監督:デア・クルムベガスヴィリ( Dea KULUMBEGASHVILI )/ フランス、イタリア、ジョージア / 2024 / 134分
■上映日■
11月27日(水)20:55 -
高校の校庭での懸垂中に、内向的なシュオは、同級生のウェイが投げたバスケットボールが当たって落下し、足を負傷する。罪悪感を感じたウェイは、シュオに自宅でテレビゲームをしようと誘う。
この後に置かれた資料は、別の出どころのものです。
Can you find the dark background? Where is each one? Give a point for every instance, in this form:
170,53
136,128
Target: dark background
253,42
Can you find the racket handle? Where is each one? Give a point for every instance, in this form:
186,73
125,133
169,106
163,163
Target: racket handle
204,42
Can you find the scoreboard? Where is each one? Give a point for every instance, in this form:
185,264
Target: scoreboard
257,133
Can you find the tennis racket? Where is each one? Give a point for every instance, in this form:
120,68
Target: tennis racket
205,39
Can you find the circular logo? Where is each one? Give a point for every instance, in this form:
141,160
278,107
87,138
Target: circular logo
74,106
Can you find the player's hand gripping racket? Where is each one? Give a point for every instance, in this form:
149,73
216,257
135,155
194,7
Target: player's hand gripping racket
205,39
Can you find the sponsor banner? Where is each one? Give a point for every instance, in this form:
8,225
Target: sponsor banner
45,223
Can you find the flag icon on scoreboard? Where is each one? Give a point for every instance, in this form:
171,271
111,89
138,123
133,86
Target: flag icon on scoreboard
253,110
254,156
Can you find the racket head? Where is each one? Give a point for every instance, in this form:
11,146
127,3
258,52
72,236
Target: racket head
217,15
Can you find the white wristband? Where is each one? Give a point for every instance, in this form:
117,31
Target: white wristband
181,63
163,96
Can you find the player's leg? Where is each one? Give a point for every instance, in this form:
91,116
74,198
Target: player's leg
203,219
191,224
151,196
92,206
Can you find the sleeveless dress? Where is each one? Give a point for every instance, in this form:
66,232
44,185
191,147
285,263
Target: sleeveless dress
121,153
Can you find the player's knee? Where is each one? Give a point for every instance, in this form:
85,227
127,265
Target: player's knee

ウェイの両親と夕食を共にする中、シュオは母親が亡くなったことを明かし、アルコール中毒の父親から受けた虐待をほのめかす。しかしこれはウェイの両親の共感を得るための、シュオにとって最初の巧妙なステップだった。徐々にシュオはウェイの裕福なアパートで過ごす時間を増やし、確実に彼の両親の信頼を勝ち取っていく……。本作が長編デビュー作となるリン・ジャンジェは、見事な語り口の正確さで、目立たない侵入者が潜り込んだ中流階級家庭内における、変化する力学を分析している。完璧な彫刻作品のように、フレーム内のあらゆる要素を徹底的なコントロール下に置きつつ、巧妙で不可解な曖昧さを保ち、スリラー作品のような緊張感を持続させる手腕は見事としか言いようがない。サンダンス映画祭で初上映され、その後にベルリン映画祭でも上映された。
監督:リン・ジェンジエ( LIN Jianjie )/ 中国、フランス、デンマーク、カタール / 2024 / 99分
■上映日■
11月28日(木)21:30 -
サントーシュが警察官として働き始めたのは、殉職した警察官の未亡人が職を継承できるという政府の制度のためだった。慣れない仕事に順応していく中で、彼女はすぐに、昔ながらの警察のやり方を体験し、そこに否応なく参加することになる。性差別、汚職、権力闘争、そしてカースト制度や宗教による社会の分断。レイプされ、殺害され、地元の井戸に捨てられた、いわゆる「不可触民」である少女の死の捜査を、ベテランでカリスマ性のある女性警察官、シャルマ警部の指揮の下で担当することになったサントーシュは、彼女を刺激的な指導者であり、フェミニスト的な連帯の拠り所と見なすようになるが……。映画はあくまでもサントーシュ個人の視点を保ちつつ、彼女が何を受け入れ、内面化し、実践できるか、という感情の旅を描いていく。その過程で社会の腐敗を構造的で世代的なものとして描き出し、その複雑なニュアンスを見事な忍耐と厳格さで探求している。カンヌ映画祭のある視点部門で上映。第97回アカデミー賞国際長編映画賞部門のイギリス代表作品に選出されている。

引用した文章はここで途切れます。